Reputation: 17038
I'm trying to parse a very large file using FParsec. The file's size is 61GB, which is too big to hold in RAM, so I'd like to generate a sequence of results (i.e. seq<'Result>), rather than a list, if possible. Can this be done with FParsec? (I've come up with a jerry-rigged implementation that actually does this, but it doesn't work well in practice due to the O(n) performance of CharStream.Seek.)
The file is line-oriented (one record per line), which should make it possible in theory to parse in batches of, say, 1000 records at a time. The FParsec "Tips and tricks" section says:
If you’re dealing with large input files or very slow parsers, it might also be worth trying to parse multiple sections within a single file in parallel. For this to be efficient there must be a fast way to find the start and end points of such sections. For example, if you are parsing a large serialized data structure, the format might allow you to easily skip over segments within the file, so that you can chop up the input into multiple independent parts that can be parsed in parallel. Another example could be a programming languages whose grammar makes it easy to skip over a complete class or function definition, e.g. by finding the closing brace or by interpreting the indentation. In this case it might be worth not to parse the definitions directly when they are encountered, but instead to skip over them, push their text content into a queue and then to process that queue in parallel.

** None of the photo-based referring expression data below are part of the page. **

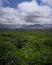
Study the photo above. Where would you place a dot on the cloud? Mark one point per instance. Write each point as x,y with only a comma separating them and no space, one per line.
26,13
3,1
48,2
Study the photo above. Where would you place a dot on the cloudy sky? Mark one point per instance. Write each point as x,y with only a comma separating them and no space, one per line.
26,12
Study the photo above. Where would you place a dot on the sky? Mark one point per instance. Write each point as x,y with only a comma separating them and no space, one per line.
28,12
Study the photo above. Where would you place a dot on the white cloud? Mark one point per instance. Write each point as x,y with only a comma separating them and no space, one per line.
26,13
48,2
3,1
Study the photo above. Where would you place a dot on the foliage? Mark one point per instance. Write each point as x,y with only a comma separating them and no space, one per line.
26,48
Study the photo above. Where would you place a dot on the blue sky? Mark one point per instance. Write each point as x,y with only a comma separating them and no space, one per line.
14,3
26,12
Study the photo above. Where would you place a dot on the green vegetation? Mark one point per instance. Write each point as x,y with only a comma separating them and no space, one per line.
26,48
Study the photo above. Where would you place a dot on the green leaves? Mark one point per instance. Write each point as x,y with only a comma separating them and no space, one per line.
26,48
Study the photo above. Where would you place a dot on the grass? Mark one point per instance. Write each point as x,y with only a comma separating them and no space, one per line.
26,48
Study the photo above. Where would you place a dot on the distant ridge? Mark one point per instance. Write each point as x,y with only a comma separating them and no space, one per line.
33,27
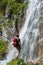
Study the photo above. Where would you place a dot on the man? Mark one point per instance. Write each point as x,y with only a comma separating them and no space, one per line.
16,43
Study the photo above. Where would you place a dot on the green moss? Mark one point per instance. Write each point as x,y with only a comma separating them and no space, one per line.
3,46
17,62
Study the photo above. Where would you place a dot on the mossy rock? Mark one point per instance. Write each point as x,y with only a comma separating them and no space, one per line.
41,64
17,62
3,46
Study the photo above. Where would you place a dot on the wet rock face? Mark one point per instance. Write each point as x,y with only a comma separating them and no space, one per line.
40,52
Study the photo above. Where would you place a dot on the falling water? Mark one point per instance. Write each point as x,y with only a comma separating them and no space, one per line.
30,31
28,34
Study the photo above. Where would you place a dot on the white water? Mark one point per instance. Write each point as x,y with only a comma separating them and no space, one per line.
30,31
28,34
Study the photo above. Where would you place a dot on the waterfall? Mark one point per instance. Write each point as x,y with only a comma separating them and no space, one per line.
30,31
28,34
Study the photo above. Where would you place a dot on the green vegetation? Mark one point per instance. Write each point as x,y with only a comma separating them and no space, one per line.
3,46
17,62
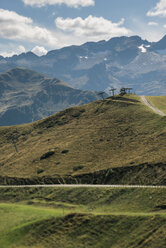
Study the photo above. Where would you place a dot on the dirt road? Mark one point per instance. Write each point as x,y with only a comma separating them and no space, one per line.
156,110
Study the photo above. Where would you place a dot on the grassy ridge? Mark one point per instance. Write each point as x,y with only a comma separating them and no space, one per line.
92,218
116,132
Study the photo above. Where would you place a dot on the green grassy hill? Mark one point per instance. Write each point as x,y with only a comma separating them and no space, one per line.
158,102
118,140
92,218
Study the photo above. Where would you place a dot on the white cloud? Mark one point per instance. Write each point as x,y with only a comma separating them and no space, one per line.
69,3
19,50
38,50
17,27
92,27
155,24
158,10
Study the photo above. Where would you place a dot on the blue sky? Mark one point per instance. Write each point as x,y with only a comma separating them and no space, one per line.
43,25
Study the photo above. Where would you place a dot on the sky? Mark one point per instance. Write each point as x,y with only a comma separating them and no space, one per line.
43,25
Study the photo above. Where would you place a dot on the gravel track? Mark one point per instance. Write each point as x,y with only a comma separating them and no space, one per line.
156,110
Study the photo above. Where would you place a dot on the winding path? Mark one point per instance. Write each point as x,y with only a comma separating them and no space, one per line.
156,110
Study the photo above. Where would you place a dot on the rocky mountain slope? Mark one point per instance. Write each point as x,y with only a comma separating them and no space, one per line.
122,61
26,96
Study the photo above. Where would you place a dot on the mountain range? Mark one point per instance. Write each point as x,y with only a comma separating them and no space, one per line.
118,62
27,96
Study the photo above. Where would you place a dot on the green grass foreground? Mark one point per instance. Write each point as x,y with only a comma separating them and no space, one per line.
82,217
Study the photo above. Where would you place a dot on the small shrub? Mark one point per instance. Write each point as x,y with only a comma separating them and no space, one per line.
39,171
47,155
65,151
78,167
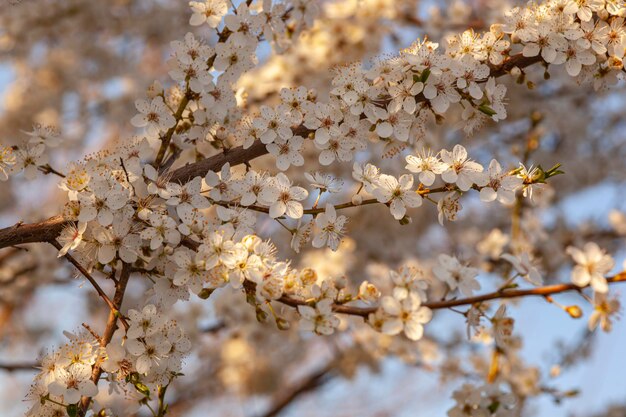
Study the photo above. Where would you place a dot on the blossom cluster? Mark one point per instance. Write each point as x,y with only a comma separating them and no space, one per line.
126,208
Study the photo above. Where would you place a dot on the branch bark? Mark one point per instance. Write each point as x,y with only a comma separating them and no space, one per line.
111,327
437,305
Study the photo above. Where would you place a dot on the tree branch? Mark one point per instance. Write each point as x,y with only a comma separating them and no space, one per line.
437,305
49,229
111,327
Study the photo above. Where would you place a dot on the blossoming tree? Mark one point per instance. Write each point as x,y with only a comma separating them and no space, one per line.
283,187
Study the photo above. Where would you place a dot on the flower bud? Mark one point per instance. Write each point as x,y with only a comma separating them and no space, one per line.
155,89
261,315
405,220
205,293
574,311
282,324
308,277
368,292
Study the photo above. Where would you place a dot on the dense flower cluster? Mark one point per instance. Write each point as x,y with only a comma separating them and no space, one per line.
127,209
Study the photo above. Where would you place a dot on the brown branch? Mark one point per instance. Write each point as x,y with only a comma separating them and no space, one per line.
92,281
437,305
111,326
49,229
288,396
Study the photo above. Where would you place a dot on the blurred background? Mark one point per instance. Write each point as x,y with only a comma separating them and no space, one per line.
79,65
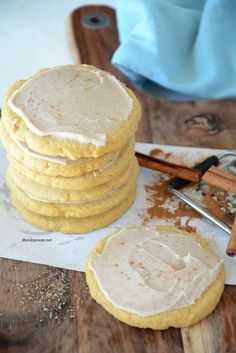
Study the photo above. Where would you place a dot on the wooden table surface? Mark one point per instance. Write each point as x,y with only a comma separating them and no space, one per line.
45,309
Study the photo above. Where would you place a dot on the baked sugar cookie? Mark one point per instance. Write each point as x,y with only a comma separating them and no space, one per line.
52,194
48,114
55,166
81,182
155,277
78,209
74,225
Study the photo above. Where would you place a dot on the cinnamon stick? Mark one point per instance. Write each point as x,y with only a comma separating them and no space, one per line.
221,179
231,247
176,170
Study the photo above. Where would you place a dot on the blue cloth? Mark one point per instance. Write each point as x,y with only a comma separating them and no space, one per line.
178,48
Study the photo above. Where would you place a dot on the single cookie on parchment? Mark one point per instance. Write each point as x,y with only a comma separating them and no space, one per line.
155,277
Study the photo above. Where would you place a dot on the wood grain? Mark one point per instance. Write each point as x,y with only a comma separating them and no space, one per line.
49,310
192,123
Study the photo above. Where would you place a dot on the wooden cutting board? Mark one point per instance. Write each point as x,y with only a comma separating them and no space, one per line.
49,310
93,39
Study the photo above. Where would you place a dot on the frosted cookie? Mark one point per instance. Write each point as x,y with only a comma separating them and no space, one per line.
74,225
52,194
155,277
71,111
54,166
78,209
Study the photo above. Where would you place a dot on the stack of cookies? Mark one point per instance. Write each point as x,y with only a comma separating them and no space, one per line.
69,136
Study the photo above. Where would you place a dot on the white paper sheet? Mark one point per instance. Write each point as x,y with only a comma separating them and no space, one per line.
21,241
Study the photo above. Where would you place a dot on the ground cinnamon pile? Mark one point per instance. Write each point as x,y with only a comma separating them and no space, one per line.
216,203
166,206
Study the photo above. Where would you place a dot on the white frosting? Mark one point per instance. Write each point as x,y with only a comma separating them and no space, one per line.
58,160
69,202
147,272
72,102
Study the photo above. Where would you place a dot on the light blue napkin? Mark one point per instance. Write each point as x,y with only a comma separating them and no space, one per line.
178,48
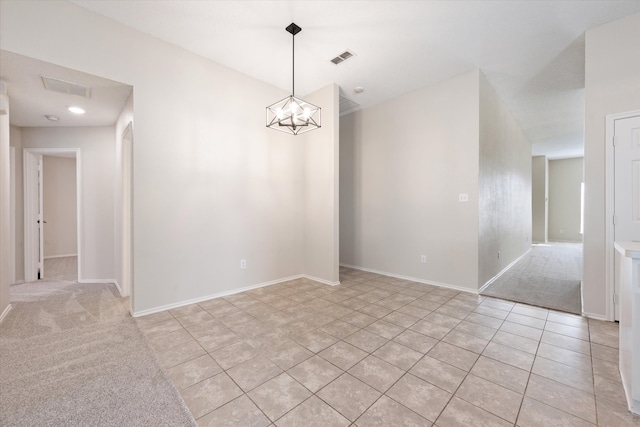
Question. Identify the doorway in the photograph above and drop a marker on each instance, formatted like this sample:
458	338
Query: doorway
60	238
623	193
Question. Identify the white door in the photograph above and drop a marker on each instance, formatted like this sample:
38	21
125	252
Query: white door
31	217
626	183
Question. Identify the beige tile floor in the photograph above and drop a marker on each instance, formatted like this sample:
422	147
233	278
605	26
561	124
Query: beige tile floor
380	351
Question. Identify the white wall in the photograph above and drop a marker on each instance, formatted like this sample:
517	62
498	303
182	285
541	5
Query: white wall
403	164
211	184
97	165
60	208
565	181
321	180
611	86
125	117
16	142
5	212
504	187
539	198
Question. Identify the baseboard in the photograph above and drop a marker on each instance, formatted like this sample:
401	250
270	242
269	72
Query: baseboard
504	270
115	282
60	256
413	279
595	316
214	296
5	312
323	281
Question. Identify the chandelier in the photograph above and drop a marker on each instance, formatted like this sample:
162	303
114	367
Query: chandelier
291	114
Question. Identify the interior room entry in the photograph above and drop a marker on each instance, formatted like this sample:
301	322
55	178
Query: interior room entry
62	203
626	223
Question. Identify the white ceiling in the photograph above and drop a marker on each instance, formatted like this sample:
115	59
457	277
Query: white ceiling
531	51
30	101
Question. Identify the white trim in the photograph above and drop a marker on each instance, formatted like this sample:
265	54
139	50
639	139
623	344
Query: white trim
27	244
115	282
213	296
60	256
609	209
504	270
103	281
5	312
112	281
595	316
323	281
413	279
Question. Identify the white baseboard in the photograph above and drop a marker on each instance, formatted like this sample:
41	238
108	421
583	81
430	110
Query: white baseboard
504	270
5	312
413	279
323	281
595	316
60	256
115	282
96	281
214	296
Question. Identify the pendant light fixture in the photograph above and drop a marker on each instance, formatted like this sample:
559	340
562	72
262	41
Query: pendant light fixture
293	115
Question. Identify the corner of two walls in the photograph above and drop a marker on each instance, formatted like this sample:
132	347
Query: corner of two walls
504	187
124	118
16	142
321	204
612	86
404	163
5	213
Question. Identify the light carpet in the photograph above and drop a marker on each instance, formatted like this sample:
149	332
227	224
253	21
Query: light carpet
70	354
549	276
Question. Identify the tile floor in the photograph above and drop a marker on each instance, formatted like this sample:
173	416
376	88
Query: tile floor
380	351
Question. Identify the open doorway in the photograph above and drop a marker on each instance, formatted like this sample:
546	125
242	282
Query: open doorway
52	188
550	274
44	126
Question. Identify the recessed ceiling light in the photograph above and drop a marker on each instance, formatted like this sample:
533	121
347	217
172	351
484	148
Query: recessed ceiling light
76	110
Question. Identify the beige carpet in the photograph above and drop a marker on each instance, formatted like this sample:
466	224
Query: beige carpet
71	355
549	276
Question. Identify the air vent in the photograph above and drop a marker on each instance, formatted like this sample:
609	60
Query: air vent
61	86
347	105
342	57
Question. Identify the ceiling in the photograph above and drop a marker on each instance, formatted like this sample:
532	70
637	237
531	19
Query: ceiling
532	52
31	101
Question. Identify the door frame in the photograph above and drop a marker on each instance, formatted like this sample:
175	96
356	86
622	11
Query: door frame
610	207
127	212
29	249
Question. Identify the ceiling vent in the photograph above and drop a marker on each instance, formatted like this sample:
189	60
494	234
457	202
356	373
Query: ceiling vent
343	57
347	105
61	86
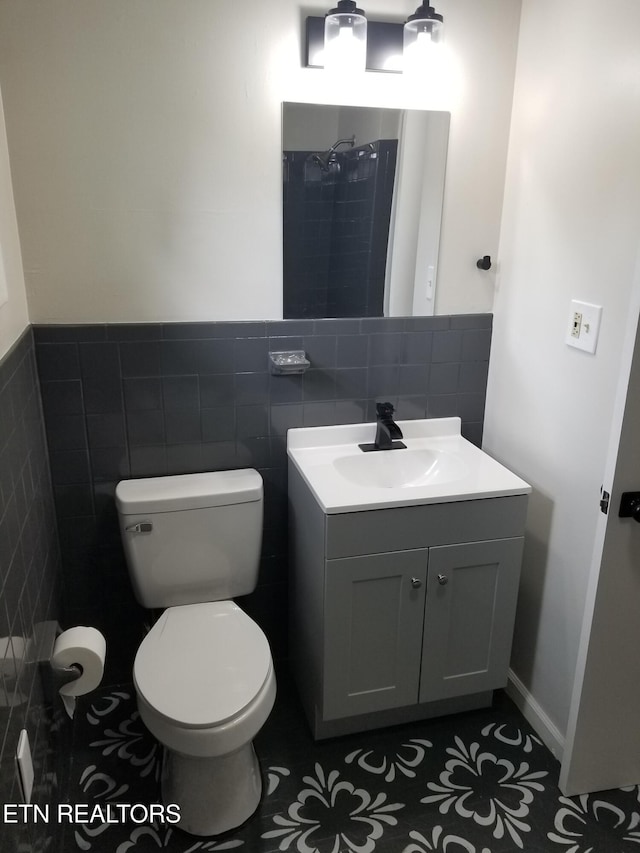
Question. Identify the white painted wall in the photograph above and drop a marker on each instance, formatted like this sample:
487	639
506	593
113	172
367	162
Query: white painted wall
571	226
13	300
145	149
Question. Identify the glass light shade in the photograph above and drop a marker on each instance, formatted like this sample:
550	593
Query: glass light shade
345	39
422	35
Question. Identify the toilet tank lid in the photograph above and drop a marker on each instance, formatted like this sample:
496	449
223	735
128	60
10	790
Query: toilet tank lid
188	491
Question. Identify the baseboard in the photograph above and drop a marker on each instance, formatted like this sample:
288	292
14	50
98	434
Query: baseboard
547	731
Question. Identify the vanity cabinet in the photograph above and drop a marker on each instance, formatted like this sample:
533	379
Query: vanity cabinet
401	613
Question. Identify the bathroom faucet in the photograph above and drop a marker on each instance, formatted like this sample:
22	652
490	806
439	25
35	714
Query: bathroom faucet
386	428
388	432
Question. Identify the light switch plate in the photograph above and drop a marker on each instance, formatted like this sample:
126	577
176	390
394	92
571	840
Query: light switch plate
583	325
25	766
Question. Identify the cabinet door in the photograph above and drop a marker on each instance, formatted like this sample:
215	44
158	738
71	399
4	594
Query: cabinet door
472	591
374	609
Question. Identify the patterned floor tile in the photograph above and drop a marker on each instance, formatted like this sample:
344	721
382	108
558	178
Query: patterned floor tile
480	782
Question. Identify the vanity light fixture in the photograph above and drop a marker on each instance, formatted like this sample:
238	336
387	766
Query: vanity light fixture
345	41
345	38
422	32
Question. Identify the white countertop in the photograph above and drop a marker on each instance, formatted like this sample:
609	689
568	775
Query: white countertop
439	466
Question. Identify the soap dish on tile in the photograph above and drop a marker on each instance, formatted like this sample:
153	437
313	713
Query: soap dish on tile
287	362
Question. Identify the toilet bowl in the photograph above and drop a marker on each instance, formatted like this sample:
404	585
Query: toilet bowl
204	674
206	685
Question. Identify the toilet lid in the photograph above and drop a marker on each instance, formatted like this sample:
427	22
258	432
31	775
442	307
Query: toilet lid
202	664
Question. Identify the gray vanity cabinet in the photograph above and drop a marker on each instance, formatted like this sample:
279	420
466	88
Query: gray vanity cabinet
401	613
472	590
374	606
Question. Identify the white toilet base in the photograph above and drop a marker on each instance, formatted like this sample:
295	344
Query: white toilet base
214	794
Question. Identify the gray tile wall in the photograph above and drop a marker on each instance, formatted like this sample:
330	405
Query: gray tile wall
138	401
29	566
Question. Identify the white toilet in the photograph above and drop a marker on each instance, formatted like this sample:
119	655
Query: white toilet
203	674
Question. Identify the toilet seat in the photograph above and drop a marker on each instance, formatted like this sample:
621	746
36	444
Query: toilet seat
202	665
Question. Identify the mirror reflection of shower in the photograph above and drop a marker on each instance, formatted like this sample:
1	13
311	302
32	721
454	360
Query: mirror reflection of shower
337	214
328	159
362	202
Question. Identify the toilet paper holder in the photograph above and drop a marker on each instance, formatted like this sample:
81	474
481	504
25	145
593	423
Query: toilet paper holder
44	638
66	675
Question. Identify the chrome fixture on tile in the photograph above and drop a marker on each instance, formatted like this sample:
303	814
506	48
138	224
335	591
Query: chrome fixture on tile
288	362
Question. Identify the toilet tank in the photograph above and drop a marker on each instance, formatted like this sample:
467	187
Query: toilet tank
192	537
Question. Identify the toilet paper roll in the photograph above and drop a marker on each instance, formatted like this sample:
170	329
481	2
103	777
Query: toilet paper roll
86	648
13	651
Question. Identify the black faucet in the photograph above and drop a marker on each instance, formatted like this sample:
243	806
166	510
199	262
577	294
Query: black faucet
388	432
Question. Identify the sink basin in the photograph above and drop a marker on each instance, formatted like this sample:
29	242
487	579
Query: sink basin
391	469
437	466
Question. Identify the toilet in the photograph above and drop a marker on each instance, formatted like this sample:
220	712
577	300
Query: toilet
203	674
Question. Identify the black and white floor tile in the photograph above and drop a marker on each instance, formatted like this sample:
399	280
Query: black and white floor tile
480	782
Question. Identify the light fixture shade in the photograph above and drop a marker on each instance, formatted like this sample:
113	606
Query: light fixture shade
423	31
345	38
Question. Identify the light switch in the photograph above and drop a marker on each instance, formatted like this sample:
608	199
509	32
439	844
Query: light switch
583	325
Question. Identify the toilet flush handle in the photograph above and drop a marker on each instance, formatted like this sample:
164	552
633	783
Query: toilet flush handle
140	527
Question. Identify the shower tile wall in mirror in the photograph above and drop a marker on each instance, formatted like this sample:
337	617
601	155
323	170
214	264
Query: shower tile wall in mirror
362	205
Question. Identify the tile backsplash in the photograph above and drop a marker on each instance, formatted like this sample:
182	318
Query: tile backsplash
147	400
29	569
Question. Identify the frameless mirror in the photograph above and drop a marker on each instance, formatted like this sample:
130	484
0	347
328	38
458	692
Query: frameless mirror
362	206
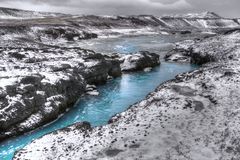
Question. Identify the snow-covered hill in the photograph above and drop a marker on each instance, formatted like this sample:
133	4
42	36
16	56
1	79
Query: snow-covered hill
8	13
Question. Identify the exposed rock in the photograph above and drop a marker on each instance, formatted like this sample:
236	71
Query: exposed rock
139	61
33	94
195	116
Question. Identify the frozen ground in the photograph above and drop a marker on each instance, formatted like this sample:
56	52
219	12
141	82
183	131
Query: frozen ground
195	117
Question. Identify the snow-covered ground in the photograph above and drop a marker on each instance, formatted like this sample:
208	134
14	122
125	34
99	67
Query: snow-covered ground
196	116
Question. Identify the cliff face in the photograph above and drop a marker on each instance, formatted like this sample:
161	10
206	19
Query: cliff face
195	116
44	29
40	75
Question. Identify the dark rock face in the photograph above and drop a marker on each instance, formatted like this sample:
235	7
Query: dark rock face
35	92
139	61
195	115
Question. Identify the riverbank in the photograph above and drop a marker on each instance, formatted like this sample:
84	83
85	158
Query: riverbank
194	116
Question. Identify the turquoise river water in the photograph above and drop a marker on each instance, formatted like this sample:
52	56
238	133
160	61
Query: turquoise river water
115	96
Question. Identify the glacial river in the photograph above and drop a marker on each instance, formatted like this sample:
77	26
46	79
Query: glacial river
115	96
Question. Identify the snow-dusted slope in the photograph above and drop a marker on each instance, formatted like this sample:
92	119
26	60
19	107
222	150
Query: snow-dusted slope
8	13
195	116
203	15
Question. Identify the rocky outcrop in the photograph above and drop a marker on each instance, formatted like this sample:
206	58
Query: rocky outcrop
43	29
139	61
195	116
37	85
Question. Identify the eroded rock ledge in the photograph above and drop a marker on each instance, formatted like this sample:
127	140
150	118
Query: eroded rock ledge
37	85
196	116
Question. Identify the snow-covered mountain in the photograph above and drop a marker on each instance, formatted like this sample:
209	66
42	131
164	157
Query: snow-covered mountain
23	34
9	13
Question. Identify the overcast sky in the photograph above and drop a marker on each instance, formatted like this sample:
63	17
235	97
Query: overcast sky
226	8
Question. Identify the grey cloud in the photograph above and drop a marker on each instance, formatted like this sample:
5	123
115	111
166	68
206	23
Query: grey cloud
227	8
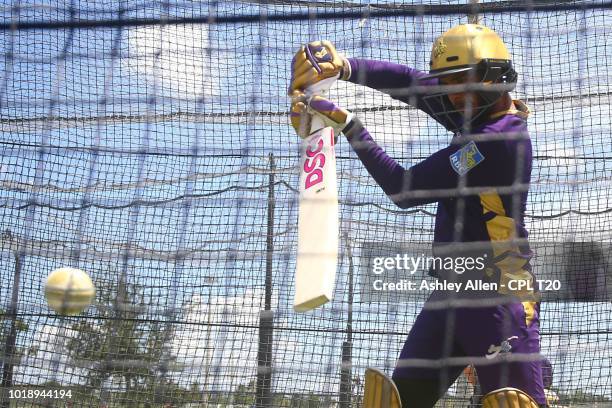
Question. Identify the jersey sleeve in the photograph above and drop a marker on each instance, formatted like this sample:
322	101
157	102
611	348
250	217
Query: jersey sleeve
433	179
396	80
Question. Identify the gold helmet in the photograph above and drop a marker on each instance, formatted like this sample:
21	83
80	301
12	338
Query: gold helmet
476	49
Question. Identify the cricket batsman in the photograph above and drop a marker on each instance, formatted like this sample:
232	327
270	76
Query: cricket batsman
480	184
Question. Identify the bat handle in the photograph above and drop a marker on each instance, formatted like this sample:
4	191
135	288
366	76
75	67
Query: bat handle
316	123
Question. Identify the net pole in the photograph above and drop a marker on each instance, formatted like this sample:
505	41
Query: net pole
347	346
263	389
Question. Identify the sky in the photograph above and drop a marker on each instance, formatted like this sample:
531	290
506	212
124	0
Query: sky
220	93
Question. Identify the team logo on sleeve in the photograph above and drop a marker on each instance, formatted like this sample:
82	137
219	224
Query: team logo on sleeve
466	158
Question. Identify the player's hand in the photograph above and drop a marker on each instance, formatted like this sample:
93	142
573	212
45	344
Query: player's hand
315	62
303	107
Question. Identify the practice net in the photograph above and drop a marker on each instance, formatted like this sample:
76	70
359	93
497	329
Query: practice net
148	144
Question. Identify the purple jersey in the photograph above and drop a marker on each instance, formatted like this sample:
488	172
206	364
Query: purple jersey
499	158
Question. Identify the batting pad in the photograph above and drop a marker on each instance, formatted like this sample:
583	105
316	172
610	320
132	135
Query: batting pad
380	391
508	398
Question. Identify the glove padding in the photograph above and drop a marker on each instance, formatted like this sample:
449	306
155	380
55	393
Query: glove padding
304	107
315	62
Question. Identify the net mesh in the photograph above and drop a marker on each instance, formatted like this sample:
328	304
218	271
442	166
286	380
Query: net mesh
148	144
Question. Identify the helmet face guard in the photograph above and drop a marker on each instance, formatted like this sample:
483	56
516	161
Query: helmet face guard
479	56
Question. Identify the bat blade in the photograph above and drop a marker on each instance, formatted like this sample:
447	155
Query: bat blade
318	223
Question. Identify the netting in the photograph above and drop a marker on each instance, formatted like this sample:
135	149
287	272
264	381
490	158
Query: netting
148	144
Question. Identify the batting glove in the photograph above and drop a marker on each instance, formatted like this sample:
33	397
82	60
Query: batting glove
315	62
303	107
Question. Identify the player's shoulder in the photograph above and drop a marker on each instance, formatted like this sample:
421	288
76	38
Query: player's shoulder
508	120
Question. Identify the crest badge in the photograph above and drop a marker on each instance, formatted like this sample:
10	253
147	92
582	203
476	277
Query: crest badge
440	48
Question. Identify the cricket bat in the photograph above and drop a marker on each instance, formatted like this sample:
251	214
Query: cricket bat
318	223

This sounds perfect for me: I'd like to pre-parse each batch of records into a queue, and then finish parsing them in parallel later. However, I don't know how to accomplish this with the FParsec API. How can I create such a queue without using up all my RAM?
FWIW, the file I'm trying to parse is here if anyone wants to give it a try with me. :)
Upvotes: 4
Views: 974
Reputation: 3838
The "obvious" thing that comes to mind, would be pre-processing the file using something like File.ReadLines and then parsing one line at a time.
If this doesn't work (your PDF looked, like a record is a few lines long), then you can make a seq of records or 1000 records or something like that using normal FileStream reading. This would not need to know details of the record, but it would be convenient, if you can at least delimit the records.
Either way, you end up with a lazy seq that the parser can then read.
Upvotes: 5